Balade sur l'autoroute A6, entre Arcueil et Villejuif
Regarder la banlieue ne s'improvise pas.
Les obstacles qui s'offrent à l'oeil sont nombreux. L'autoroute prend une place envahissante dans l'espace ci-contre. Elle domine le paysage, comme s'il n'existait plus que pour elle et par le relief qu'elle lui donne. Sur ses garde-fous, des murs écrans anti-bruit dressent une muraille qui l'enferme et déforme le paysage.
Ici, la Maison des Examens à Arcueil se devine difficilement derrière les Plexiglas abondamment taggés. Quelques fougères parviennent néanmoins à survivre dans cette atmosphère fétide, et donnent une touche presque bucolique à cette désolation. Au fond, la banlieue est un prisme au travers duquel la réalité nous paraît forcément déformée.
Mais n'est-il pas aussi intéressant de regarder le prisme et d'en saisir la beauté?
Prenons un peu de hauteur et regardons la même autoroute, au même endroit, sans l'écran de Plexiglas. Elle n'apparaît plus que comme un fil qui délimite le paysage, comme une ligne d'horizon.
Derrière un liseré de verdure, la mince lanière de Plexiglas apparaît insignifiante sous des forteresses monumentales qui descendent en cascade vers le fond de la vallée.
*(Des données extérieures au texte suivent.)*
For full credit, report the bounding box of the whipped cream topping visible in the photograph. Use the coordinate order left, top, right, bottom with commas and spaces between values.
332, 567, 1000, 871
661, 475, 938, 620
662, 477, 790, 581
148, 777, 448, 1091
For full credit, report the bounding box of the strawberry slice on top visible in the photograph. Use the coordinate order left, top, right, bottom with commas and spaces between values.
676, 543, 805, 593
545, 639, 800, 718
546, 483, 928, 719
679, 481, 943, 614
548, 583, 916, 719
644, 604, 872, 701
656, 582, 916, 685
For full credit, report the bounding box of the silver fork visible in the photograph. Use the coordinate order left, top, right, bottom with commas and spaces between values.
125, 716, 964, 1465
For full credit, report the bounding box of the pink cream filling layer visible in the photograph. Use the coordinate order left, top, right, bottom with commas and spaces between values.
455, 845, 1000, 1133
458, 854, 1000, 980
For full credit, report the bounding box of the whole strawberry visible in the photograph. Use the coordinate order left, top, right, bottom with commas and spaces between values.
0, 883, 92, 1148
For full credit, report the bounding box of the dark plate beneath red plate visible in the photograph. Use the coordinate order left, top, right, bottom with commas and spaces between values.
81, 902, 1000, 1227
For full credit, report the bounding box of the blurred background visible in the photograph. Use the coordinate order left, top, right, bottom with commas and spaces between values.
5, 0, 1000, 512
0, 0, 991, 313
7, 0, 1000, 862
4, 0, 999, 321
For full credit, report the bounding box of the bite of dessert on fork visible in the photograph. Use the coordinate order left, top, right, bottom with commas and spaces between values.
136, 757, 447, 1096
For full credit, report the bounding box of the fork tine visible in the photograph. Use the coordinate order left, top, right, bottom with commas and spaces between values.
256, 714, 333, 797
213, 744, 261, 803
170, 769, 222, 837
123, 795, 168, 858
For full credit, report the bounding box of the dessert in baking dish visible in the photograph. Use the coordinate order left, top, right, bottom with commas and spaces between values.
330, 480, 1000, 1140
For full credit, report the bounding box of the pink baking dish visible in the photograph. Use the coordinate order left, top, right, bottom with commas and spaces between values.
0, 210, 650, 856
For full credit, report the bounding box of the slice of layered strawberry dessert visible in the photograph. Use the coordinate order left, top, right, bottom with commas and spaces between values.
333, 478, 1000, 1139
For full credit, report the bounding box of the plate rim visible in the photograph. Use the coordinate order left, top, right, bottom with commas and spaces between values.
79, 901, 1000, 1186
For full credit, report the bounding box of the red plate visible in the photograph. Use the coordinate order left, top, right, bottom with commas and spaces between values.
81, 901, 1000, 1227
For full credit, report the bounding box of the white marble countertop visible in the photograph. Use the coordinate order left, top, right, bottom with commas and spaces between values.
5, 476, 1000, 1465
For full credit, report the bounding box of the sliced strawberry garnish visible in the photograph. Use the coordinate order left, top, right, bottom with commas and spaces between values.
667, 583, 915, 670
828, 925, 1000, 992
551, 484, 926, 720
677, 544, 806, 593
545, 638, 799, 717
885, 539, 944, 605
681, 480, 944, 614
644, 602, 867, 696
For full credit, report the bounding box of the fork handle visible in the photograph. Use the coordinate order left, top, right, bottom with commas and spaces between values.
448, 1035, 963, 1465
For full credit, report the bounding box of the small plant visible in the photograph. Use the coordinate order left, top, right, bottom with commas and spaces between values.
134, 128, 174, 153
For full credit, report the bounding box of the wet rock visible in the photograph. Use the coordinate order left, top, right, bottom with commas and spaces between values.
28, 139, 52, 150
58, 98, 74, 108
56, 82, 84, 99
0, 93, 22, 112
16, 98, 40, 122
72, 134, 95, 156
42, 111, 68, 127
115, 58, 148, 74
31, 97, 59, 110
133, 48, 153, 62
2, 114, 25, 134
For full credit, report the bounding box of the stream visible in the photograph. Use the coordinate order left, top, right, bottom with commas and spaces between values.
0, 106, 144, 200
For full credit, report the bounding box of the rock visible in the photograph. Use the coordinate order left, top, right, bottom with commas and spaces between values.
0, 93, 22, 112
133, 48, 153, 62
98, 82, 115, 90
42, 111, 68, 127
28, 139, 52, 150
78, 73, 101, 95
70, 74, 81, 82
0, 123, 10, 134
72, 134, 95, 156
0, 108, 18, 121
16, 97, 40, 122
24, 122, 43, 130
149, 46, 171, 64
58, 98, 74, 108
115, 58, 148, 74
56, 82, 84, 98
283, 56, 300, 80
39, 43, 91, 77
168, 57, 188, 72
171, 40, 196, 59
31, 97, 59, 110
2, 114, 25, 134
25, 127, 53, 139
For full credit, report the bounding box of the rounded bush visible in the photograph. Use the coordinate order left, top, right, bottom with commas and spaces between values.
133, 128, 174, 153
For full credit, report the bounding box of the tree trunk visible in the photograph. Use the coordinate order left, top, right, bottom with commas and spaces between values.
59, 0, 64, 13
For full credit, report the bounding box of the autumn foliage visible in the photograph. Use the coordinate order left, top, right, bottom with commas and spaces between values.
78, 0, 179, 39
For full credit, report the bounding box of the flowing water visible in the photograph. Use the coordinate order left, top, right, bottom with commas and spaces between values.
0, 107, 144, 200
Des constructions presque baroques se serrent les unes contre les autres, comme une civilisation futuriste où la surpopulation oblige à l'exiguïté.
En modifiant quelque peu son point de vue, l'oeil découvre que, sous l'autoroute, au pied des forteresses, la vie suit son cours.
Dans une sorte d'indifférence à la monumentalité froide, des tentes sont montées et des gens se rencontrent pour se divertir. On boit du rhum, on écoute de la musique, les enfants jouent, on papote en les suivant du coin de l'oeil. L'espace qu'on imaginait mort ou désertique, est le lieu d'une vie indolente.
Contre toute attente, les piliers de l'autoroute sont devenus les piliers d'une grotte où, à l'ombre fraîche, des nomades passent un moment convivial ensemble. Les populations se brassent, les couleurs se mélangent. Le cadre est même verdoyant.
Au moment de quitter le village nomade, on emprunte des chemins de traverse.
Et c'est un monde bucolique qui se révèle à nous. Des sentiers ombragés, verdoyants, donnent l'impression que le paysage de banlieue, même au bord d'une autoroute, est une partie de la nature, comme si de tout temps la ville avait existé et s'était répandue ici sous la forme qu'on lui connaît.